I joined Maccabi of Bendery when it had 150 members. The committee at the time consisted of A. Zigberman, Fustan, Asher Kishinevsky, Mrs. Manus, and Attorney Fisher. Upon a recommendation by the committee I was sent with a group of others for training in sports. Later I became the treasurer of the Maccabi committee. In 1931–1934 I served as chairman of the counselors committee. Aaron Alter and I were appointed as supervisors of the training locations of Maccabi in Romania. I was also in charge of the drama group of Maccabi in our town.

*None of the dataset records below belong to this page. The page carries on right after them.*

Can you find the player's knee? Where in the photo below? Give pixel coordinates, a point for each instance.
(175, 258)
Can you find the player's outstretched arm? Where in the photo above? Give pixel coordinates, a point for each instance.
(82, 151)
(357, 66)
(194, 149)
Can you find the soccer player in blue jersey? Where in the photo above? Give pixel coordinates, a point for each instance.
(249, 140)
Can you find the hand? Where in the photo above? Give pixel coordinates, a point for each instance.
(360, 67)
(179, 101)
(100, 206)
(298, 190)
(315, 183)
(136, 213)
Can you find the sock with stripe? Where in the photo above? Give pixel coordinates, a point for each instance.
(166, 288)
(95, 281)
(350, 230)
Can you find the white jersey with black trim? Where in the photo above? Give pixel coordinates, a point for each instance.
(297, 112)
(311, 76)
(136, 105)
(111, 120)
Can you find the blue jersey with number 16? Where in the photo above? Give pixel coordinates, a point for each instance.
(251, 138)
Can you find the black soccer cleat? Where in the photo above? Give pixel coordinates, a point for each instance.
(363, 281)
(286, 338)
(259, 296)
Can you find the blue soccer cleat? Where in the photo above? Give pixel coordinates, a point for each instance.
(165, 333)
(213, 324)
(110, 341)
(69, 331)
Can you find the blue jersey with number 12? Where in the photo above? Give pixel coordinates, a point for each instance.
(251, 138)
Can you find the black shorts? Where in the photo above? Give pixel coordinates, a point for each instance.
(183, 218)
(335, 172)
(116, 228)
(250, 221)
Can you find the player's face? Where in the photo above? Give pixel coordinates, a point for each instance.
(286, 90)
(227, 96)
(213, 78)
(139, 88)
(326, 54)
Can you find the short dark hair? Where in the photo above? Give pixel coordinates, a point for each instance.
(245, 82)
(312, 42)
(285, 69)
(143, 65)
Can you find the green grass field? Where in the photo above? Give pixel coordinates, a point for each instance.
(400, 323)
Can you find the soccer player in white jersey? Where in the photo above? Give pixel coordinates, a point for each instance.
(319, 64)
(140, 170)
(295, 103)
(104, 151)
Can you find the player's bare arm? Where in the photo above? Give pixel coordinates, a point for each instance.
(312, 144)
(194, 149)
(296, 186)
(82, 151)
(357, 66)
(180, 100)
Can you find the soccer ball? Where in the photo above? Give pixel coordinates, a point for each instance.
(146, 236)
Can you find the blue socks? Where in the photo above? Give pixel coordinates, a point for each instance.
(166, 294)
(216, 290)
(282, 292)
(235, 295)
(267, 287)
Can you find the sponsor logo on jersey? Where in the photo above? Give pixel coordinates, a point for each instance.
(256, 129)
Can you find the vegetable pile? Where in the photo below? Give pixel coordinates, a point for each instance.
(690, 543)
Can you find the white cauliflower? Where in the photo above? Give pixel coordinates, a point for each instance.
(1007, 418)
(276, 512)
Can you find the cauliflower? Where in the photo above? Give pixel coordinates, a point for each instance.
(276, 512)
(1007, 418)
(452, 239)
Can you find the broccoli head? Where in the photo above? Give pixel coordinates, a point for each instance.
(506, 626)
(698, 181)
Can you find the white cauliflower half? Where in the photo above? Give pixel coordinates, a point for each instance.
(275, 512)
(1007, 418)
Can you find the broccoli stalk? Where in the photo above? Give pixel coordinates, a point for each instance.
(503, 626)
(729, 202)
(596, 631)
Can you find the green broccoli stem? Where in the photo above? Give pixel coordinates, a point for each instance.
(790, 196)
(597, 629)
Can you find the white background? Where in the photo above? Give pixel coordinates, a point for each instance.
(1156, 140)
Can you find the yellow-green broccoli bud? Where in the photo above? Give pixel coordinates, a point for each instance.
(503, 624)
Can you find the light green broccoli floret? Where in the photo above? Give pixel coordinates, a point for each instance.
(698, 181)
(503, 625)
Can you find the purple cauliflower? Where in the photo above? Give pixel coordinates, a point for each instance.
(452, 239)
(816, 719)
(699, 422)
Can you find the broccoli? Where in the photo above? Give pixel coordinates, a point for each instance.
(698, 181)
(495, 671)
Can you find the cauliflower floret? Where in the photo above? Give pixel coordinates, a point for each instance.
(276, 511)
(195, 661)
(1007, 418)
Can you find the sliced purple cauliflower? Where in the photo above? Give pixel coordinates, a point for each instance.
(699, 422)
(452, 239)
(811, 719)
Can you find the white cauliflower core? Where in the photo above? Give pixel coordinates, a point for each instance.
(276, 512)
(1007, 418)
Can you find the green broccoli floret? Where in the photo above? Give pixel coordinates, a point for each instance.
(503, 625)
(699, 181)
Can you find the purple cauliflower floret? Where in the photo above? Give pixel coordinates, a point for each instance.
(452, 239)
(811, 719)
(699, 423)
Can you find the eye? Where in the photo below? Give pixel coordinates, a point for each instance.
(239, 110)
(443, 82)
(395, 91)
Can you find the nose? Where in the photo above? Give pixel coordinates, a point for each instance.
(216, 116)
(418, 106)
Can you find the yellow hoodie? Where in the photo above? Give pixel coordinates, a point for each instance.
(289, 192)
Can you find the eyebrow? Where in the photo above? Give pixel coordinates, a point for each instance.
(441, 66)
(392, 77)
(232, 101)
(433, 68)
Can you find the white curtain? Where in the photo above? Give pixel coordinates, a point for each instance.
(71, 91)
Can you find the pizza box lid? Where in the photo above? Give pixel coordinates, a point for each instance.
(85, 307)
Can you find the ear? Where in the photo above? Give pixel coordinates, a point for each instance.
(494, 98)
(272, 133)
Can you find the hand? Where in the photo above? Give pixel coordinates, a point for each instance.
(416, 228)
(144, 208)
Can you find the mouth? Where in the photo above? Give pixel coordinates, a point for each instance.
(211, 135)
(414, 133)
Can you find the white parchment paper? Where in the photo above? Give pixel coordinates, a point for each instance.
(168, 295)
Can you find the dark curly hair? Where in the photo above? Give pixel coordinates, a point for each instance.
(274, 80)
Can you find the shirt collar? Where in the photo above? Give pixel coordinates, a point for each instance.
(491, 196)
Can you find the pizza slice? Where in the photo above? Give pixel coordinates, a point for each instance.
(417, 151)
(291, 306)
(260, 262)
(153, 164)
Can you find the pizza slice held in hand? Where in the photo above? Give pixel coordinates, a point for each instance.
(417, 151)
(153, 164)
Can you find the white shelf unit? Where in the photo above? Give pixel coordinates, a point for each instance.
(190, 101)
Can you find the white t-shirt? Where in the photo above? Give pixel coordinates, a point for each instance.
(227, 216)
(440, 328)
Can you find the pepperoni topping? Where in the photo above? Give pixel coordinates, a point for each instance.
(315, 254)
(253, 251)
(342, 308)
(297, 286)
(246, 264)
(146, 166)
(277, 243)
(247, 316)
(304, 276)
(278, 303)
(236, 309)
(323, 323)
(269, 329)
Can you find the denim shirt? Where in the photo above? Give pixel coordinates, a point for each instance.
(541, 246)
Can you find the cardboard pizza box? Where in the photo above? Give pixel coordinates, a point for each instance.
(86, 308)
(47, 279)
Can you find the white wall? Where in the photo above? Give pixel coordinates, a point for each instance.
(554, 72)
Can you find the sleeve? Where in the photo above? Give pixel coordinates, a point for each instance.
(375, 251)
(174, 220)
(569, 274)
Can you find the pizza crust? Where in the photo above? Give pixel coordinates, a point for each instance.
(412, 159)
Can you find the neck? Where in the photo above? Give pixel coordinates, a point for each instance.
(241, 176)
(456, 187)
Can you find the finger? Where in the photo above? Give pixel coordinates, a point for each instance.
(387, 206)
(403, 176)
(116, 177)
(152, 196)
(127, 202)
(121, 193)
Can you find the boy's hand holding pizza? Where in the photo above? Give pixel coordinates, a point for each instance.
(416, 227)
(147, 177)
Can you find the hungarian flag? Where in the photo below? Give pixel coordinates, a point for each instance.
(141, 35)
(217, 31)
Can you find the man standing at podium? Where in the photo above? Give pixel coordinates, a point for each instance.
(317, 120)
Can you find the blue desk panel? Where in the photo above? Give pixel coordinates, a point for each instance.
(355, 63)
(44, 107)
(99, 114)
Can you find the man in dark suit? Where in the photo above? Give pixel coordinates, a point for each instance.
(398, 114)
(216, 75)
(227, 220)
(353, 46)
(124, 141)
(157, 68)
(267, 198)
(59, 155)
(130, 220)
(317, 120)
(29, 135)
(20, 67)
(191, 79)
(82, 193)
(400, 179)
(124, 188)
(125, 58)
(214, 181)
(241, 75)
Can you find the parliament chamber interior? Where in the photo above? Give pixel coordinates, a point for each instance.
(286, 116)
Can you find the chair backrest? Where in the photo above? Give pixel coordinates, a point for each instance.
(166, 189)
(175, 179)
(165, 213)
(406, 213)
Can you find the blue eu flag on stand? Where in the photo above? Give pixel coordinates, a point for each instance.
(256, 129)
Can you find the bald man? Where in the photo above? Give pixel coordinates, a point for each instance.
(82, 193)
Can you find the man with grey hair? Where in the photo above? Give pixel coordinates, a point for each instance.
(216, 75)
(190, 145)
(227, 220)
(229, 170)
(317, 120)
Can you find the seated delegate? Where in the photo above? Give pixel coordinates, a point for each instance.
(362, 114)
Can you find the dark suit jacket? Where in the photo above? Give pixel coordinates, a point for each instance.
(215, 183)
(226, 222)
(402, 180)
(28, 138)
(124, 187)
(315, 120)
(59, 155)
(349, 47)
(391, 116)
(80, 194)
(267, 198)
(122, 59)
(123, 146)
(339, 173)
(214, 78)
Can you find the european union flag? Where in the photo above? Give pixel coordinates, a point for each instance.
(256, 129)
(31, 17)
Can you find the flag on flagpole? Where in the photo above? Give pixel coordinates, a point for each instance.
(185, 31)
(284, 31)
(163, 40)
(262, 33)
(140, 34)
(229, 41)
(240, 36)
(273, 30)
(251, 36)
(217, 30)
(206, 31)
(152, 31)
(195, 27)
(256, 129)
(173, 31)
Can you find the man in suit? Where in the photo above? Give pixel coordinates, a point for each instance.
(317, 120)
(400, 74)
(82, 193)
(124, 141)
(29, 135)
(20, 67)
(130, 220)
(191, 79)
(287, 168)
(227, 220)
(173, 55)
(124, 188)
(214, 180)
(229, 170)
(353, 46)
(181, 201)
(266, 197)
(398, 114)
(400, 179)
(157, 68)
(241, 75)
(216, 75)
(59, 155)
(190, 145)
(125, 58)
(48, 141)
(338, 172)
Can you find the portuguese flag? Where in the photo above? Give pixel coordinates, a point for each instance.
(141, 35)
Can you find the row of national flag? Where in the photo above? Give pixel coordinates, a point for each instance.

I was very close to the instructors committee whose members included Yitzhak Abramovitch, Yakir Kleitman, Leibl and Haim Bendersky, Haim Shaposnick, Grisha Schwartz and Sioma Buckstein. They were all devoted to the organization and to the planning of special evenings and plays every month in our town.

[Page 103]

As the anti–Semitic activities of the Iron Guard in Romania increased, our Jewish young people organized themselves for self–defence. A group of Romanian students arrived by train and began to attack the Jewish senator, Moshe Zipstein, z”l. He avoided being murdered with the help of the local police. As a result, I organized a group of friends– Moshe Pravis, Lionya Bronfman, David Flavish and Yosef Spiegel –to go to the train station number 1. We began to dismantle the tracks so that the train with the anti–Semites would be derailed. Our luck did not hold out and the secret Romanian police discovered us and placed us in jail. It was only through the intervention of our parents and Senator M. Zipstein that we were released after 48 hours.


Maccabi 1934
(When Yitzhak Sverdlik made Aliyah)


In the middle are seated (from right to left) Attorney Rubashky, Yitzhak Sverdlik, Misha Fustman

A second incident: The authorities invited us, as was their annual custom, to participate in the Romanian Independence Day festivities. I was approached by the officer in charge of the festivities. He, very politely, asked me to fold our national flag. I replied, just as politely, that `we will remain here with our national flag or we will leave`. When a negative answer was given I gave the order to our group to leave and go to our building.

After we dismantled our flags and dispersed the participants, Senator M. Zipstein arrived accompanied by the mayor. They asked us return with our flags. We did not return to the festivities.